Every time that I’ve seen My Fair Lady in a theater, I’ve been tempted to sing along, I like the songs so much. I finally got to let loose at a Sing-A-Long showing of this Oscar-winning 1964 musical on February 28, 2010 at the Michigan Theater.
The theater helped set the atmosphere for this movie about a flower girl by handing out flowers to people as they walked in. The different colored roses and tulips bobbed around the main auditorium as Father Andrew Rogers played some pre-movie melodies on the Barton theater organ.
Theater CEO/Executive Director Russ Collins introduced the film, along with some young girls from the audience who were dressed up like Eliza Doolitle. Loud applause greeted these girls when they imitated Audrey Hepburn’s Cockney accent. One young girl said that she owned the movie My Fair Lady, along with the movie Gigi (which was released in 1958 to capitalize on the plot of My Fair Lady, which was still going strong on Broadway).
Soon the movie started, the latest in a series of Sing-A-Long movies at the Michigan, along with Mary Poppins, Annie, and White Christmas. It was also my second viewing of My Fair Lady in four months, thanks to the Redford Theatre, which showed the film in November. The Redford also showed Audrey Hepburn in Breakfast in Tiffany’s a few weeks ago, so the Detroit Movie Palaces helped me enjoy this wonderful actress in two of her most famous roles in the space of just a few weeks.
After getting into the mood of the event with the first song “Why Can’t The English?” (sung by Rex Harrison), I got to enjoy one of the songs that I was most looking forward to singing—”Wouldn’t It Be Loverly”. You couldn’t help but get caught up in the optimism on the face of Audrey Hepburn, and the beautiful lyricism of Marni Nixon, who did Hepburn’s singing.
Later, Hepburn and Nixon teamed up for the song that drew the loudest applause when it ended—”I Could Have Danced All Night”. The excitement of the song grew through the three choruses until you were completely pulled into Eliza’s glorious moment, as she celebrated her successful transition from a flower girl to a lady.
Other personal favorites were “On The Street Where You Live,” “Show Me,” and “Get Me To The Church On Time.” A strong mixture of laughter and singing filled the auditorium when actor Jeremy Brett (and the dubbed singer Bill Shirley) did a reprise of “On The Street Where You Live,” humorously demonstrating that he indeed was going to sing outside Henry Higgins’ house until Eliza Doolittle came out.
An interesting challenge was singing along with some of Rex Harrison’s tunes, which were really a mixture of speaking and singing.
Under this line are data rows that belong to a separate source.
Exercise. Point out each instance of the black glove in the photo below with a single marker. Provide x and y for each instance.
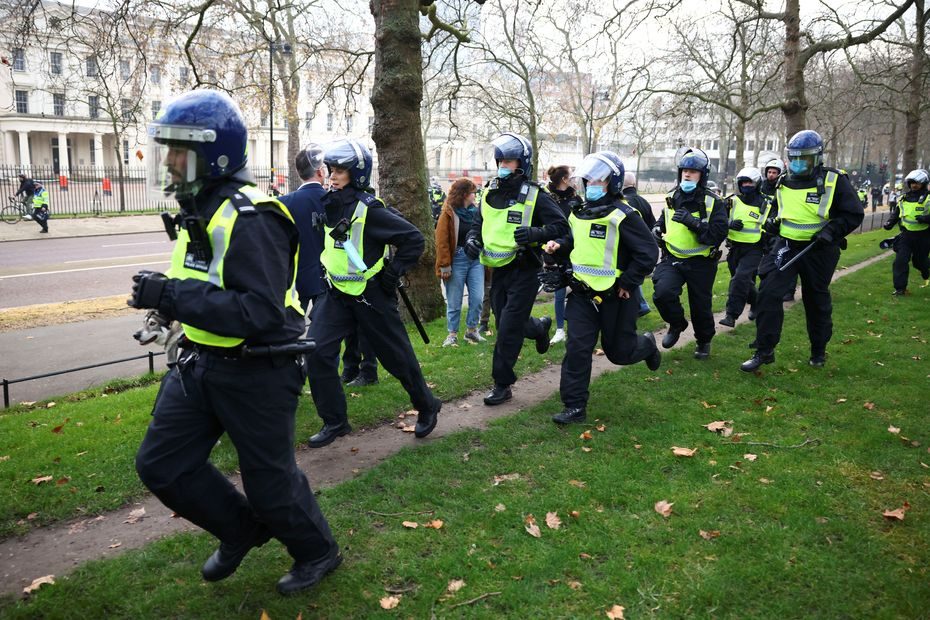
(683, 216)
(147, 289)
(473, 248)
(389, 279)
(524, 235)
It was hard to keep up with his phrasing, and I often just stopped trying, along with many other people in the theater. But Harrison’s unique style was part of the appeal of the movie. I was similarly challenged at the Sing-A-Long screening of White Christmas in December, when I gained a new appreciation for the phrasing styles of Bing Crosby and Rosemary Clooney.
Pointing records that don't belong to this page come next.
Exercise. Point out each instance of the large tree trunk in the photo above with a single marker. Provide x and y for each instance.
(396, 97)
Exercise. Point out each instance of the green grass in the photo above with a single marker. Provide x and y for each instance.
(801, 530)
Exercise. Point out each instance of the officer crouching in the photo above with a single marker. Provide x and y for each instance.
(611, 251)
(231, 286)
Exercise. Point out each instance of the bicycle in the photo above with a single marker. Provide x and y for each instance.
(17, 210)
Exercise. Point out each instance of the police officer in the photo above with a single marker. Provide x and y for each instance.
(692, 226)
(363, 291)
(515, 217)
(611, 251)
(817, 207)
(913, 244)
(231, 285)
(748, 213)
You could tell that many people were very familiar with the lyrics, along with the different English accents used by the Harrison, Hepburn, and others. In a couple of songs where familiar phrases (like “just you wait”) where intentionally cut off at the end of a song, the audience went ahead with the whole phrase, drawing good-natured laughter.
By the end of the movie, I think I figured out how to sing with Harrison. Just float over his phrases, and don’t try to match them, syllable for syllable. That paid off during “I’ve Grown Accustomed To Her Face,” which ended very quietly with the word “face”. The audience poignantly enunciated the final “s” sound, which echoed through the musically perfect acoustics of the Michigan auditorium, giving more depth and meaning to My Fair Lady.